Saturday, September 8, 2012




A Fistful of Dollars
By Emma X


Emma X
Revolutionary Royalty As

Interpreted By Bainsy.
I am enjoying my new byline caricature.  It is a special gift from my good friend Mittens Romney. Things are very exciting in the Romney household.  Now that Mitt is officially the Republican Party Presidential Nominee, unlimited anonymous PAC money is pouring in. Thanks to the 'People's United' Supreme Court decision, Mitt has more campaign money to spend than any other candidate in American history.  Madison Avenue types are lining up to produce attack ads against Obama.  Since truth is not a barrier and funds are close to unlimited, Mittens is convinced his litter box will be stinking up the White House residence in 2012.  After all, the candidate with the most money is the one that wins the top office.  Mittens is already calling dibs on the four-poster in the Lincoln bedroom.
Mittens Romney, the King of Tomcat Foolery.
Mittens plans to be living a life of ease on
Pennsylvania Avenue.

Anonymous money is coming into the campaign so quickly that there is little oversight.  So Mittens made his trademark ridiculous grand gesture by enrolling Bainsy in art lessons courtesy of the RNC.  After all, the Romney's stupid horse has a choreographer.  Mittens feels that at least $100,000 should go to improving the quality of life for future first felines.  As it turns out Bainsy is pretty good at the drawing thing.  Mittens has promised that he can create Mitt's official Presidential portrait once they are enjoying afternoon snoozes on the couch in the Oval Office.
Bainsy says the Mormon
underwear itches even more
under the artist smock.  In a
household that believes in the
'trickle down' theory Mittens
doesn't hesitate to trickle down
on Bainsy, who rarely under-
stands the mission.
But as excited as Mittens is with his political prospects, he risked it all for the sake of a good laugh.  True to form, Mittens inserted himself into planning for the Republican National Convention by suggesting that Mitt contact Clint Eastwood.  Mittens knows that Republicans are secretly jealous of the celebrity line-up on the Democratic side of the fence.  They are hurt that liberal Hollywood types just don't get their very cool vibe.  Past conservative celebrities trotted out for the cause were big downers, and frankly no one wants to party with Ted Nugent or Hank Williams Jr. anymore.  So when Mittens suggested Clint, Mitt was skeptical.  But Mittens held sway with the two-time Oscar argument and his assertion that Clint had real sex appeal for the average female Republican voter.  In the end he was so convincing that Mitt even agreed to let Clint go on stage first.  Of course, Mittens's truly brilliant comedic insight was amply rewarded.  The situation was helped along by Mittens's appreciation of the half-narcissist, half-senile state of Mr. Eastwood's mental acuity.  He contacted Clint through Mitt's e-mail and told him to take all the time he needed, and to make his presentation 'very esoteric and spookily metaphorical'.  Clint was so turned on that he doubled his dosage of cholinesterase inhibitors and started interviewing kitchen chairs.  A delighted Mittens peed in Paul Ryan's golf shoes, and set up TIVO to collect fifteen minutes of pure political tomfoolery.  Of course, the RNC was not sure how to respond. I for one am grateful for that sweet oasis of Pythonesque insanity amid a three-day Greek chorus of white retiree paranoia, but Mittens agrees that the stunt didn't necessarily help his cause.  Still he remains unconcerned, as he believes that the mountain of incoming money will buy a surplus of muted conservative chairs, including the top one.
Win/Win Windbag
Clint Eastwood was looking for something
to do outside of award season anyway.  He
still enjoys time in front of the camera.  The
chair now has representation with the
William Morris Agency and will be doing
an Obama imitation at the Texas State Fair.

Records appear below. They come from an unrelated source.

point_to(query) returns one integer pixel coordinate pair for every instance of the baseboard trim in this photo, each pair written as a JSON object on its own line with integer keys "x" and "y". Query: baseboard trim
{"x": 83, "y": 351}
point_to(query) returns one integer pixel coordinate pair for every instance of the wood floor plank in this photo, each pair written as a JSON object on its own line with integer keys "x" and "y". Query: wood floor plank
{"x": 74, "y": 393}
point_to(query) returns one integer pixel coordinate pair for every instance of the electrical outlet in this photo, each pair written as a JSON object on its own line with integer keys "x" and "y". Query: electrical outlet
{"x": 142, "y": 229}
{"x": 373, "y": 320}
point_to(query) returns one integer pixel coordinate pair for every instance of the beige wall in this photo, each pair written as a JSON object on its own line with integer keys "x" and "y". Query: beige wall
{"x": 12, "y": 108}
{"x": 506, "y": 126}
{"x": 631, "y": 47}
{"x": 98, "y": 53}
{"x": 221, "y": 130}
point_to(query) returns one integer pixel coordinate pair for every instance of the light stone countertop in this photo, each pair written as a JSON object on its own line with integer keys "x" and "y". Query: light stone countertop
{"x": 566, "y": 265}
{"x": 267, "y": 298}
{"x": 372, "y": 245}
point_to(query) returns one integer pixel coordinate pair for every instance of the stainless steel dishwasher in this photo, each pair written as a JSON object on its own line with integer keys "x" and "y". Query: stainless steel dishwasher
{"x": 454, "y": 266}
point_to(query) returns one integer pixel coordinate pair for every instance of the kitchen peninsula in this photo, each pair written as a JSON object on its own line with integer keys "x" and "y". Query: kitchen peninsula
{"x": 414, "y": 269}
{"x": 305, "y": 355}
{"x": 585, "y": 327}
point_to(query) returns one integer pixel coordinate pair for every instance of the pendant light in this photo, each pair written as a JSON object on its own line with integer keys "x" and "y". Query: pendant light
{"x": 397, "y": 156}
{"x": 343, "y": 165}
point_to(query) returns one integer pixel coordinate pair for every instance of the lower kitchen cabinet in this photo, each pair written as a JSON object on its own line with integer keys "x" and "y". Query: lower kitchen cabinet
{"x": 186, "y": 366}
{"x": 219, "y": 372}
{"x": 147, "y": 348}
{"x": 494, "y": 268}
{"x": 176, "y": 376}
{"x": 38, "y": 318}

Personally I am delighted for Mittens's prospects. But as I have said before, he and I don't agree on the true nature of power.  His methods leave him dependent on the fortunes of others.  Any human elected President is beholden to the people who put him in office.  Mitt will have to answer to the corporate mega-dollars that landed him in the Pennsylvania Avenue residence.  And Mittens, even as 'first feline' will still live at the whim of his humans, who might one day decide to purchase a kitten carrier for the roof of their Presidential limousine.  Still, whatever happens I am hopeful that Mittens will come out on top, metaphorically speaking.  In these trying political times, we need a sagacious cat in the White House.
The Koch Brothers, as drawn by Bainsy.
Bainsy has really taken to the art lessons
and has been actively sketching whoever is
hanging around the house.












Republican Women were aware that Clint
Eastwood had probably mixed up his meds,
 but they were still strangely fascinated by the
strong geriatric sexual undercurrent of his
bizarre hallucinogenic ramblings.












Invisible Obama vs. Invisible Donations
Who will actually sit in the seat of power?